Merge records added to scratch space via scratch_put_record() or marked for deletion via scratch_discard_records() so that these changes are reflected in get_record() and get_records().

This method is not async, as the switchover is meant to be fast. However, implementations may start background tasks to handle some cleanup during which further scratch operations are blocked.

Return type:

None

async scratch_put_record(record)

Add a record to scratch space.

Regular write operations are locked until scratch space is merged.

Parameters:

record (Record) – The record to add to scratch space.

Return type:

None

Codecs

class tablecache.redis.Codec

Abstract base for codecs.

A codec can encode certain values to bytes, then decode those back to the original value.

abstract decode(bs)

Decode the bytes to a value.

Parameters:

bs (bytes) – A bytes object containing an encoded value.

Returns:

The decoded value

Raises:

ValueError – If the input is invalid and can’t be decoded.

Return type:

T

abstract encode(value)

Encode the value to bytes.

Parameters:

value (T) – The value to encode.

Returns:

A representation of the input value as bytes.

Raises:

ValueError – If the input value is invalid and can’t be encoded.

Return type:

bytes

class tablecache.redis.Nullable

Wrapper codec that allows representing nullable values.

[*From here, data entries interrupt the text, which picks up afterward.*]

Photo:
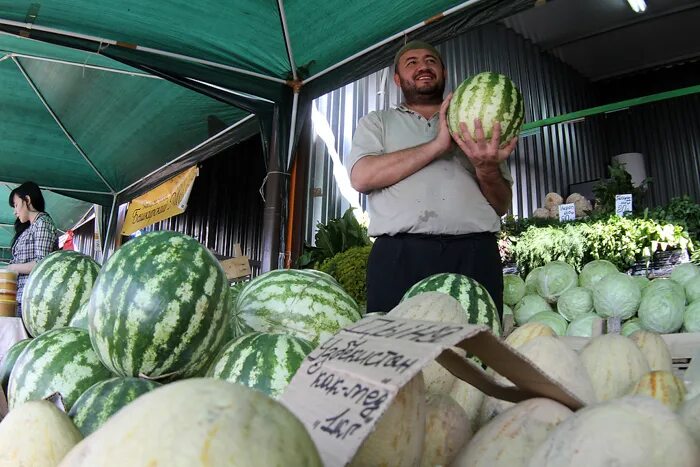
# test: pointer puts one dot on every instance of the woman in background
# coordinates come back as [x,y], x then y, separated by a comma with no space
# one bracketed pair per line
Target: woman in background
[35,234]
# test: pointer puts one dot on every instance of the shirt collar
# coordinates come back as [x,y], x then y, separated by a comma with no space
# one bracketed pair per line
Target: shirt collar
[402,107]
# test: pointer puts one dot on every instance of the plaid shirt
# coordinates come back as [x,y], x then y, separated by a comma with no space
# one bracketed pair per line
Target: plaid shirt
[40,239]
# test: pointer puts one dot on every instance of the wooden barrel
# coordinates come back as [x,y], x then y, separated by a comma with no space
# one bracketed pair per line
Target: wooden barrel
[8,308]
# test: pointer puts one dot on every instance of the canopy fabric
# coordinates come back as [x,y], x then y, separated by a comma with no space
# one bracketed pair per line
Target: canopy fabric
[102,100]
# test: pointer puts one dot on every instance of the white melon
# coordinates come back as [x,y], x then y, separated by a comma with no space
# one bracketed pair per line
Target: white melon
[663,386]
[470,399]
[633,431]
[654,349]
[36,434]
[440,307]
[397,439]
[447,429]
[690,416]
[528,331]
[614,363]
[559,362]
[196,423]
[510,439]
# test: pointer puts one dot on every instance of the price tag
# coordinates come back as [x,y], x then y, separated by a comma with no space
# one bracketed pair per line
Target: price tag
[623,204]
[345,385]
[567,212]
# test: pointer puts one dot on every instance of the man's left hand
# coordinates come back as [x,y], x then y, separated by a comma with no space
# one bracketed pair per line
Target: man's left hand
[483,153]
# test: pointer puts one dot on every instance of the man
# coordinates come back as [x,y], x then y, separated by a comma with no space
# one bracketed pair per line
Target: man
[435,199]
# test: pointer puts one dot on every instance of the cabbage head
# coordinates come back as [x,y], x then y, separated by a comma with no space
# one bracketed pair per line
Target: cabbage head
[574,302]
[556,278]
[692,290]
[618,296]
[528,307]
[630,326]
[582,325]
[551,319]
[662,311]
[663,284]
[691,317]
[594,271]
[513,289]
[531,281]
[682,273]
[642,281]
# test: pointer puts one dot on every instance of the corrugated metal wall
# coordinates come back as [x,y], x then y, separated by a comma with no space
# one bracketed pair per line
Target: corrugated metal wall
[225,206]
[84,238]
[549,160]
[667,133]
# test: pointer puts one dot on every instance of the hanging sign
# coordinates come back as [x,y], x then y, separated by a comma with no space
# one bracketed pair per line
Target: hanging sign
[623,204]
[567,212]
[166,200]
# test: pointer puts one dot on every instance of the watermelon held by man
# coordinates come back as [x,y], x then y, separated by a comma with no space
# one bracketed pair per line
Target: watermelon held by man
[490,97]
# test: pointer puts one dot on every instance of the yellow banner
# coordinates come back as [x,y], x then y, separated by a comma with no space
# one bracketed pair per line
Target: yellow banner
[166,200]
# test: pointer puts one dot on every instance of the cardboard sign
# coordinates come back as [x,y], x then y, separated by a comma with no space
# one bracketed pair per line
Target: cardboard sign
[345,385]
[238,266]
[164,201]
[623,204]
[567,212]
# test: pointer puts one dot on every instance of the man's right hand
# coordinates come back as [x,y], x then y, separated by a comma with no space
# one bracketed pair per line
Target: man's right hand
[443,140]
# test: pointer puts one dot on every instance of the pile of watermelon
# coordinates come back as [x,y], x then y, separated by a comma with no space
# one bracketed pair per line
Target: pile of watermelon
[159,311]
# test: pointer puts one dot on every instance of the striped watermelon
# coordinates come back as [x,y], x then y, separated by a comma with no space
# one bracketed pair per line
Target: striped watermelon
[298,302]
[261,361]
[475,300]
[60,360]
[104,399]
[8,362]
[159,308]
[56,288]
[79,319]
[237,327]
[490,97]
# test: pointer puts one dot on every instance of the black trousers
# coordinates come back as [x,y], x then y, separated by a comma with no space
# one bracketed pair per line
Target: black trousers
[398,262]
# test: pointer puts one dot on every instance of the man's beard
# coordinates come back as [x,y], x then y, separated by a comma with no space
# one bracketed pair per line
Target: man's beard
[425,95]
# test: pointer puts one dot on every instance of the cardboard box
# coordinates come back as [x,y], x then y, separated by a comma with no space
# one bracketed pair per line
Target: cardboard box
[238,266]
[344,386]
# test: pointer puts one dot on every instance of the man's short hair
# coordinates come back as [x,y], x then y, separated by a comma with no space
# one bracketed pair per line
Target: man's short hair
[414,45]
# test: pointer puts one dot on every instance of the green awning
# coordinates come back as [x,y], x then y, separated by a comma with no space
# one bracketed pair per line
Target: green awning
[101,99]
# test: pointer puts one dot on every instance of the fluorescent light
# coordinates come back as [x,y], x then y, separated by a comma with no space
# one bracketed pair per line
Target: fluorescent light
[639,6]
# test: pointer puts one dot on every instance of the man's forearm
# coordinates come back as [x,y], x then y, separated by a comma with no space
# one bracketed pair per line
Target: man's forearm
[495,189]
[377,172]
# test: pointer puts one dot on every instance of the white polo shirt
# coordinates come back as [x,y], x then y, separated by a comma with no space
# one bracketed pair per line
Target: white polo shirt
[442,198]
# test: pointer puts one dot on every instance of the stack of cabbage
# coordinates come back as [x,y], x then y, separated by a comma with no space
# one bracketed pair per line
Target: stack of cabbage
[556,295]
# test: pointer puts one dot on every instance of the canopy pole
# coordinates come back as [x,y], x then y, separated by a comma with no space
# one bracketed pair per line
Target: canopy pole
[29,27]
[85,65]
[292,129]
[186,153]
[60,125]
[287,41]
[426,22]
[272,216]
[108,234]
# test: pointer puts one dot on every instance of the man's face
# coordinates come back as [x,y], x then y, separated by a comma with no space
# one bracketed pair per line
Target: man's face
[421,76]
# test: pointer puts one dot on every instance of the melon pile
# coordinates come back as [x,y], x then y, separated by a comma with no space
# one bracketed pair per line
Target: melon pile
[158,327]
[570,302]
[173,367]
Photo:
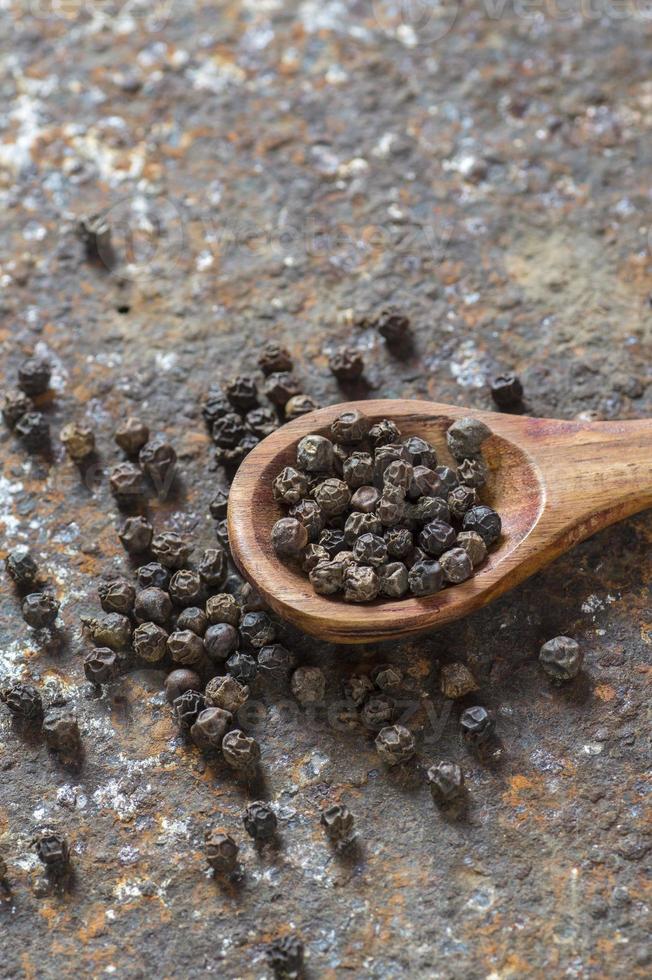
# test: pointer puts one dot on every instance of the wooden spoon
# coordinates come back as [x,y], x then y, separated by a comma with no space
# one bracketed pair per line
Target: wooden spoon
[554,483]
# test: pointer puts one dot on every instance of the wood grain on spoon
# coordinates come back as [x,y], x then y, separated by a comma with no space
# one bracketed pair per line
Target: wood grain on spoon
[554,483]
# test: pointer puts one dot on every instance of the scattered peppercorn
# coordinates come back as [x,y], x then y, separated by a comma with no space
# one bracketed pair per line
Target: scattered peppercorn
[34,376]
[126,483]
[561,658]
[170,549]
[40,610]
[186,708]
[260,821]
[23,700]
[21,568]
[395,744]
[337,820]
[209,729]
[240,751]
[456,681]
[446,781]
[33,430]
[52,850]
[221,852]
[61,732]
[507,391]
[131,436]
[101,665]
[150,642]
[274,359]
[117,595]
[477,725]
[14,406]
[192,618]
[181,680]
[136,535]
[226,692]
[153,606]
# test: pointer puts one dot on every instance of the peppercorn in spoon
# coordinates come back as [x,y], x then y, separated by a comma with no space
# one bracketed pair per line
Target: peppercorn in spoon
[554,483]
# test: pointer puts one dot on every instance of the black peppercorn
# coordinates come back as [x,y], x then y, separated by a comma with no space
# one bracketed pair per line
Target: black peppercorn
[446,781]
[215,407]
[477,725]
[112,630]
[186,587]
[461,500]
[337,820]
[33,431]
[220,641]
[153,575]
[153,606]
[52,850]
[228,430]
[473,472]
[561,658]
[420,452]
[346,364]
[261,422]
[192,618]
[395,744]
[150,642]
[15,405]
[280,387]
[399,542]
[485,522]
[40,610]
[186,709]
[358,470]
[240,751]
[21,568]
[186,648]
[61,732]
[34,376]
[23,700]
[170,549]
[219,504]
[78,440]
[425,578]
[101,666]
[507,391]
[289,537]
[117,596]
[181,680]
[242,392]
[127,486]
[257,629]
[242,666]
[209,729]
[274,359]
[221,852]
[456,566]
[226,692]
[350,427]
[131,436]
[260,821]
[465,437]
[285,957]
[437,537]
[136,535]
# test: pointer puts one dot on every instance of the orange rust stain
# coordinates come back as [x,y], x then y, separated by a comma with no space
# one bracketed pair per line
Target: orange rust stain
[605,692]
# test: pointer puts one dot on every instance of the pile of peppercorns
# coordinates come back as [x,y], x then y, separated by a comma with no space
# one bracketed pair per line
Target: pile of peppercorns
[373,514]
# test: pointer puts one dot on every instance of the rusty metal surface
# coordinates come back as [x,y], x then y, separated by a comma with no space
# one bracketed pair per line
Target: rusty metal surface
[272,170]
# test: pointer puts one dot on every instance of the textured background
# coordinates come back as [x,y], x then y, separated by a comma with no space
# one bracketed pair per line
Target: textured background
[277,170]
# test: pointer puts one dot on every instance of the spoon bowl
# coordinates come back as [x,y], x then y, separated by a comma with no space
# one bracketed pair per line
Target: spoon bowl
[553,483]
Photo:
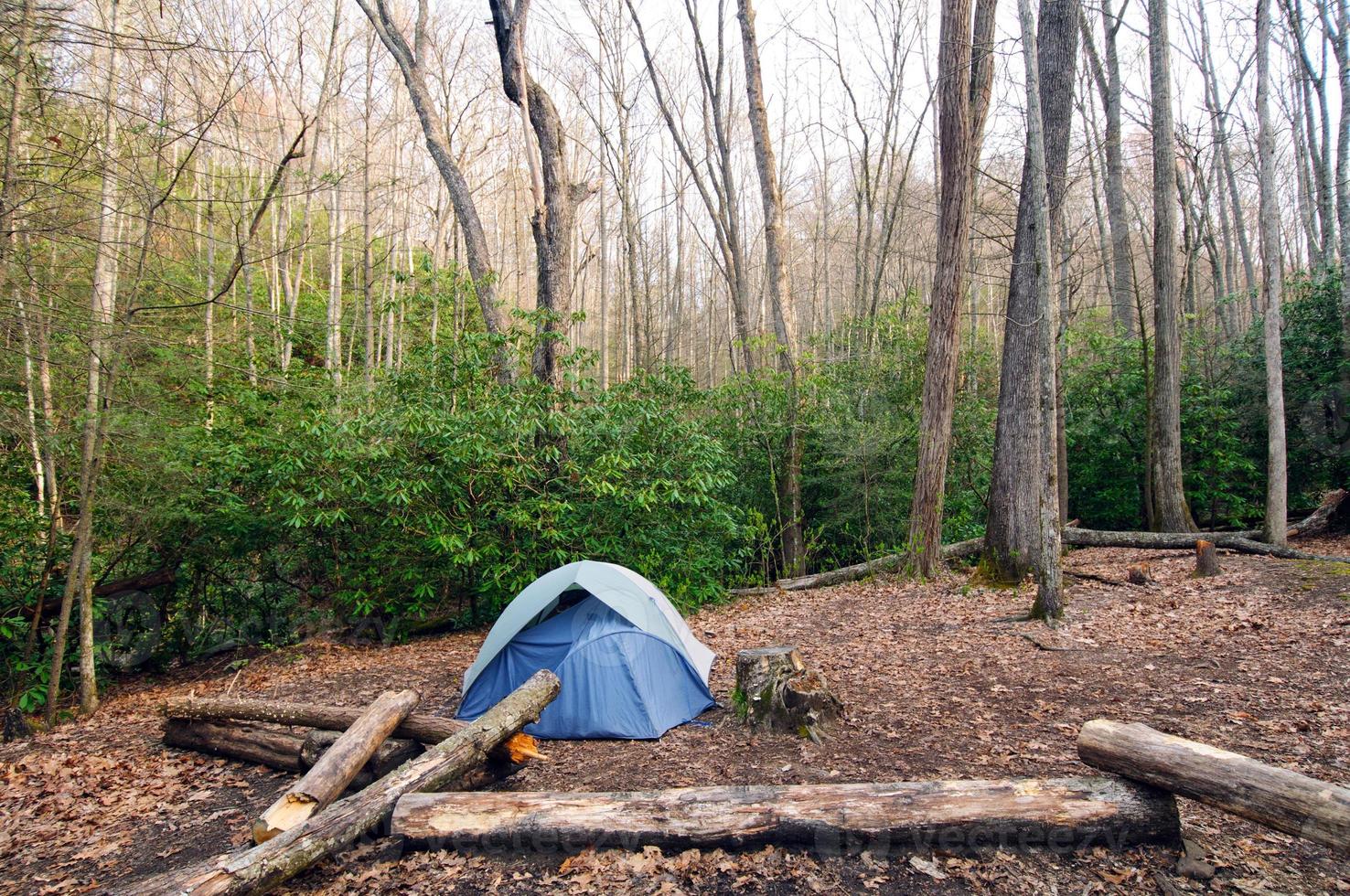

Encodes optional values by using an inner codec for values, and a marker for None.

__init__(value_codec)
Parameters:

value_codec (Codec) – Wrapped codec to encode and decode values.

class tablecache.redis.Array

Wrapper codec that allows representing arrays (i.e. lists).

Encodes elements using an inner codec. The length of each element is encoded using a 16-bit unsigned integer, so elements must not be over 65535 bytes long.

__init__(value_codec)
Parameters:

value_codec (Codec) – Wrapped codec to encode and decode array values.

class tablecache.redis.BoolCodec

Codec that represents bools as single bytes.

class tablecache.redis.StringCodec

Simple str<->bytes codec (UTF-8).

class tablecache.redis.IntAsStringCodec

Codec that represents ints as strings.

class tablecache.redis.FloatAsStringCodec

Codec that represents floats as strings.

Handles infinities and NaNs, but makes no distinction between signalling NaNs (all NaNs are decoded to quiet NaNs).

class tablecache.redis.SignedInt8Codec
class tablecache.redis.SignedInt16Codec
class tablecache.redis.SignedInt32Codec
class tablecache.redis.SignedInt64Codec
class tablecache.redis.UnsignedInt8Codec
class tablecache.redis.UnsignedInt16Codec
class tablecache.redis.UnsignedInt32Codec
class tablecache.redis.UnsignedInt64Codec
class tablecache.redis.Float32Codec
class tablecache.redis.Float64Codec
class tablecache.redis.UuidCodec

Codec for UUIDs.

class tablecache.redis.UtcDatetimeCodec

Codec for UTC datetimes.

Encodes values as an epoch timestamp in a double precision float, so precision is limited to that value range.

Only timezone-naive datetimes ones in timezone UTC can be encoded. Any other value results in a ValueError. Naive datetimes are treated as though they are UTC. When decoding datetimes in UTC are returned.